April 27, 2021

Piano Accompaniment to Friendship

 

Early in her piano performance career – and continuing later -- Tomoko served as a keyboard accompanist. She first accompanied her secondary school’s singers, and played the organ for Catholic masses when in college. As a student at the San Francisco Conservatory of Music, she also played for special community concerts. A few years after she started teaching at the Conservatory, the Peninsula Symphony told her about a violinist, Ernestine Riedel at the time, who needed an accompanist, and Tomoko performed with her at the DeYoung Museum. They continued to perform together for 30 years, and considered themselves as a duo rather than a performer-accompanist relationship.  Their repertoire included sonatas and duos by Bach, Handel, Mozart, Beethoven, Brahms, Debussy, Ravel, Prokoviev, Copland, etc. Even in recent recitals, Tomoko has accompanied her musical friends on the piano.

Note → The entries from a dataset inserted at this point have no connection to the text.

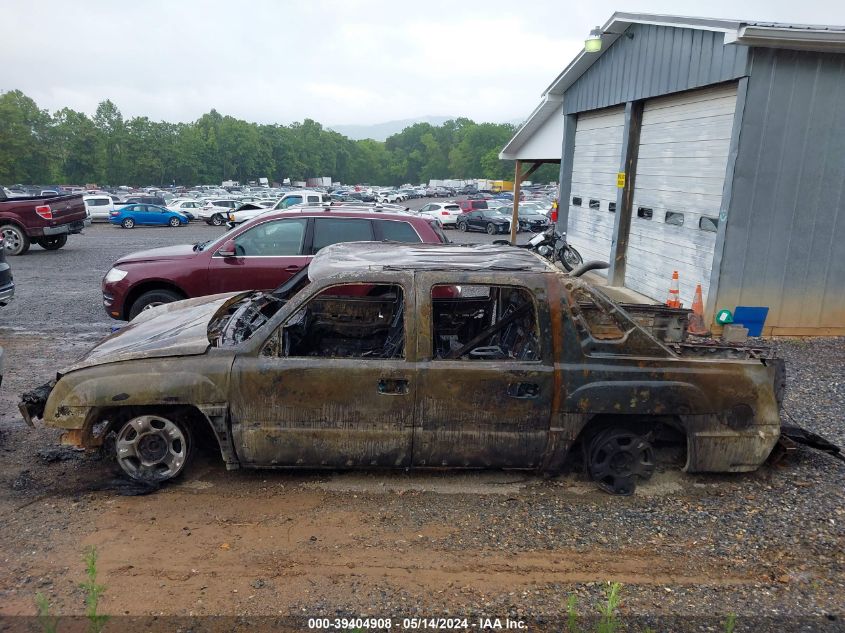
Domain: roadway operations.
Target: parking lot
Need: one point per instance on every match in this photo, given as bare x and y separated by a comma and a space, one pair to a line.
769, 543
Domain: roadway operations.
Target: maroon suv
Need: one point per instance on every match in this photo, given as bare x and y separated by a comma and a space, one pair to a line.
260, 254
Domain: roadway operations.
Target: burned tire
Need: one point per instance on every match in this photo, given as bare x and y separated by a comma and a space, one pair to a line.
52, 243
153, 448
617, 458
17, 242
152, 298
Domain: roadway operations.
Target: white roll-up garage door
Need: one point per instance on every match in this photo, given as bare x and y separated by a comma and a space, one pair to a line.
598, 145
683, 154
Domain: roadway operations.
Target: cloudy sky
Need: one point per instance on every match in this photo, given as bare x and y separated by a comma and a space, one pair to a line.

As part of their training, Tomoko’s students learned how to accompany as well. This kind of performance requires additional skills. First, the accompanist has to learn both her own accompanying score and the other musician’s score thoroughly. The accompanying piece has to become so natural that it is memorized and internalized as memory muscle. This deep knowledge is needed because the accompanist must listen to the other performer very carefully and adjust the piano playing tempo and tone to the spotlighted performer.

Accomplished accompanists may be called upon to perform with little notice ahead of time. If the piece is familiar, then the event is not so stressful, although it is harder if the accompanist does not know the lead performers and style. Sometimes accompanists can listen to recordings of the anticipated piece to jumpstart the interpretation. In any event, accompanists need to keep their sight-reading skills sharp, know how to play harmonic and chord patterns, and be able to modulate from one key to another for singers in particular.

Accompanying can be challenging but also joyful. Tomoko explains how music brings people together. “It gives me friendship.” As an accompanist, Tomoko has made good musical friends, and continues to keep in touch with them.